AZGS Web Posts

AZGS will be at the Tucson Festival of Books this weekend

Arizona Geology Blog - Fri, 2015-03-13 16:07
If you can't find us at the Tucson Festival of Books this weekend, it may because the organizers moved our normal booth location out of the Science City area to a spot on the west end of the University of Arizona mall. We'll be in a double space at booth 117.  

In addition to our geology publications, we also will have a wide variety of materials from our Arizona Experience store.

Categories: AZGS Web Posts

Centennial museum bill hearing scheduled in State House

Arizona Geology Blog - Thu, 2015-03-12 16:51
The Arizona House Committee on Energy, Environment, and Natural Resources will hold a hearing on Senate Bill 1200 on Monday, March 16, in hearing room HHR1 in Phoenix at 2 p.m.

SB1200 transfers the former Mining and Mineral Museum building and collections to the Arizona Geological Survey to be re-opened as the Mining, Mineral, and Natural Resources Education Museum.      The language in the bill is taken almost verbatim from the language establishing the Centennial Museum in 2010 that was never built due to lack of funding. [Right, view of main floor in former Mining & Mineral Museum. Credit, Jan Rasmussen].  The museum was emptied and many exhibits and displays loaned or given away and specimens on loan returned to their owners.

The new museum is expected to include agriculture, livestock, timber, and tourism in addition to the mining and mineral themes from the old museum that was closed in 2010.  A advisory council appointed by the Governor, representing all those stakeholder constituencies would oversee development of the new museum concept.

The Senate approved the bill two weeks ago, with a floor amendment exempting AZGS from paying rent on the building for the first year, so that those funds could be used for salaries, operations, maintenance, capital costs to re-open the building, creating displays, and education programs.  The museum is expected to be self-supporting after that first year, except for one state-funded curator.
Categories: AZGS Web Posts

US89 readying to re-open after two years of reconstruction following massive landslide

Arizona Geology Blog - Wed, 2015-03-11 20:08
 ADOT announced today that US89 will re-open on March 27, more than two years after a landslide tore up a section of the highway causing $45 million in direct costs and uncounted economic losses to the city of Page and commercial traffic routed across a long detour.   A massive rock buttress was constructed at the base of the slope because landslide deposits extend along essentially the entire mountain front.    The figures below show the  size and location of the buttress but because of the scale of the project it is difficult to fully comprehend it.   ADOT has an extensive photo gallery and history of the project online -

 Excerpts from ADOT's announcement are below:

Two years after a landslide ripped apart a 500-foot section of US 89 and split the communities of Bitter Springs and Page, the Arizona Department of Transportation anticipates reopening the highway to traffic on the afternoon of Friday, March 27, barring any potential weather delays or mechanical breakdowns during the paving process, which began today.

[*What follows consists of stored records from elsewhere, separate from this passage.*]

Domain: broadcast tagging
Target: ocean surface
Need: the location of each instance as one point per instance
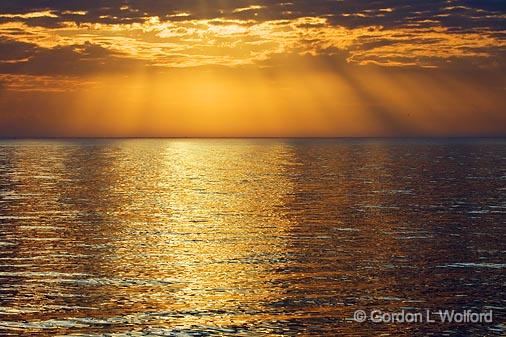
(250, 237)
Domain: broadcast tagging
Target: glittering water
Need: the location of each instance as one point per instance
(249, 238)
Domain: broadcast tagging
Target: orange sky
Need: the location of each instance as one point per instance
(252, 68)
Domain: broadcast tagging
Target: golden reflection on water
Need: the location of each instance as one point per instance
(179, 237)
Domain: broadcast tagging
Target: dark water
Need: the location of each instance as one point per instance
(249, 238)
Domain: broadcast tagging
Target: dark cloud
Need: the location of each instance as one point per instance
(74, 60)
(457, 14)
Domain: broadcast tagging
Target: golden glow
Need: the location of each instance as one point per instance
(175, 75)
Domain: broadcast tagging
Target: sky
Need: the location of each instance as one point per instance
(223, 68)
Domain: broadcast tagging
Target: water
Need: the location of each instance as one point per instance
(249, 238)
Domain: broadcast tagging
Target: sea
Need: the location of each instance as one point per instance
(253, 237)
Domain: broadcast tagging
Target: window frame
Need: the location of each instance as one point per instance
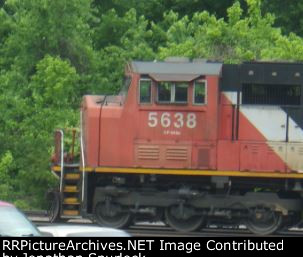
(173, 92)
(151, 91)
(194, 90)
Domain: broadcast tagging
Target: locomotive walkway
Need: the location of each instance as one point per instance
(159, 229)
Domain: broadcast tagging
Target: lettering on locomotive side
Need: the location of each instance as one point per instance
(168, 120)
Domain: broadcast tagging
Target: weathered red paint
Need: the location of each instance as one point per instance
(118, 135)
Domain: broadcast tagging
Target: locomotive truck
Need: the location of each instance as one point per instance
(187, 142)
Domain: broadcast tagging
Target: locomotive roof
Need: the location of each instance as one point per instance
(177, 71)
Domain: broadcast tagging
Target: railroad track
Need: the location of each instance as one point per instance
(161, 230)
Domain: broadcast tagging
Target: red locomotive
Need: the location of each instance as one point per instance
(188, 142)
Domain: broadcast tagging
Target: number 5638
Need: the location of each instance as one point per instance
(178, 120)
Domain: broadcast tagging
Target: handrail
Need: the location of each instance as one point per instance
(62, 159)
(82, 154)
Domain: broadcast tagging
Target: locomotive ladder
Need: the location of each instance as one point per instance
(70, 190)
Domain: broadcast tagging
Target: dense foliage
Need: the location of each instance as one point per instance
(54, 51)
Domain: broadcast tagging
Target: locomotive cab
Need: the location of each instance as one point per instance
(169, 118)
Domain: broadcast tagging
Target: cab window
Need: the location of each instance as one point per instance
(199, 92)
(145, 91)
(172, 92)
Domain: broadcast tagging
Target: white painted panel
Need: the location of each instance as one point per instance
(269, 120)
(295, 133)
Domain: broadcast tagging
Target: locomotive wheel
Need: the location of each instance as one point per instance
(111, 215)
(263, 221)
(183, 221)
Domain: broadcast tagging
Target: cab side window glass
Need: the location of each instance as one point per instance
(164, 92)
(200, 92)
(181, 92)
(145, 91)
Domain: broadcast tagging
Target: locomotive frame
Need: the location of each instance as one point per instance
(229, 150)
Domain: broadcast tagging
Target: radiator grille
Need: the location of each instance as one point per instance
(176, 153)
(148, 152)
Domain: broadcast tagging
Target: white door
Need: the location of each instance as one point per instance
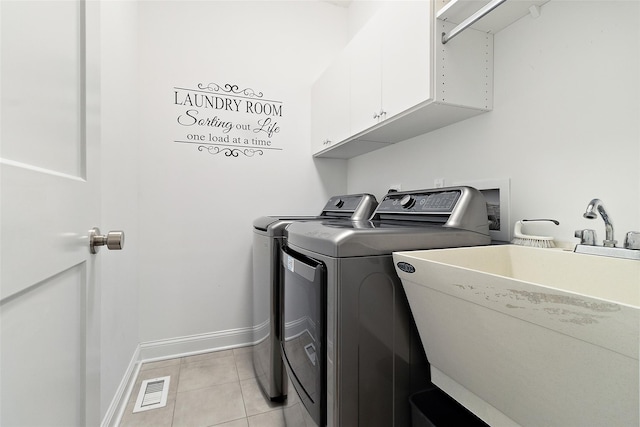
(50, 198)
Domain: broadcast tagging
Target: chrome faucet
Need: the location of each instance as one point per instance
(590, 213)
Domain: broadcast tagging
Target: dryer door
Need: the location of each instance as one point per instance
(304, 338)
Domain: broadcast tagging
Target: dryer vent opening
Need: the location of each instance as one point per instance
(153, 394)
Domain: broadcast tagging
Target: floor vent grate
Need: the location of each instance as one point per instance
(153, 394)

Page Unified School District buses are expected to be the first vehicles to pass through newly rebuilt roadway. Students from the Bitter Springs and Marble Canyon areas have been among the most impacted by the US 89 closure, which has remained in place following the Feb. 20, 2013, geologic event approximately two miles north of the US 89/US 89A junction near the community of Bitter Springs.

Following the paving of Temporary US 89 in August 2013, US 89T has served as the detour route for motorists headed to and from the Page and Lake Powell areas, but residents and students in the Bitter Springs and Marble Canyon communities have still had to go out of their way to travel to and from Page and Lake Powell.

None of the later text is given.